Complementary slackness states that if $x$ and $y$ are solutions to primal and dual respectively, then they satisfy: $x$ and $y$ are optimal solutions to primal and dual respectively if and only if they are feasible to primal and dual respectively and they satisfy the complementary slackness condition.
My professor claimed that it follows that: for any solution $x$ to primal, $x$ is an optimal solution to primal if and only if there exists $y$ that is feasible for dual and satisfies the complementary slackness condition. I don't understand why it is true.
One direction "$x$ is an optimal solution to primal only if there exists $y$ that is feasible for dual and satisfies the complementary slackness condition" is true because of strong duality.
But I don't understand the other direction. If there exists $y$ that is feasible for dual and satisfies the complementary slackness condition, how do we justify that $x$ is optimal?
When solving either the primal or dual models for an optimal solution, we are effectively trying to close the duality gap between the models (see the Duality Theorems section). Recall the formal definitions of primal and dual linear programs:
\begin{matrix} & \text{Primal} & \text{Dual} \newline & \max z = c^Tx & \min w=b^Ty \newline \text{Subject to:} & Ax\le b & A^Ty \ge c \newline & x\ge0 & y \ge 0 & \end{matrix}
The duality theorem suggests that the constraints in one problem are tied to the variables of another problem via this primal-dual relationship (see Page $7$). If the primal variable, $x>0$, the constraint in the corresponding dual problem is binding; otherwise, if $x=0$, it is not binding. Likewise, if $y>0$, the corresponding constraint in the primal is binding; otherwise, if $y=0$, it is not binding.

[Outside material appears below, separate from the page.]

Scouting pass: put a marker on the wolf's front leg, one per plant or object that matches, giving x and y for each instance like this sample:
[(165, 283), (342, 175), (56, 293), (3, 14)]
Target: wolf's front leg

The duality gap states that if an optimal solution for either problem is found, then $c^Tx = b^Ty$. Therefore, complementary slackness is a direct result of this behavior coming from the binding constraints of the optimal solution. The attached paper goes into this more theoretically and provides examples of how this can be used to solve either model given a solution from only one of them.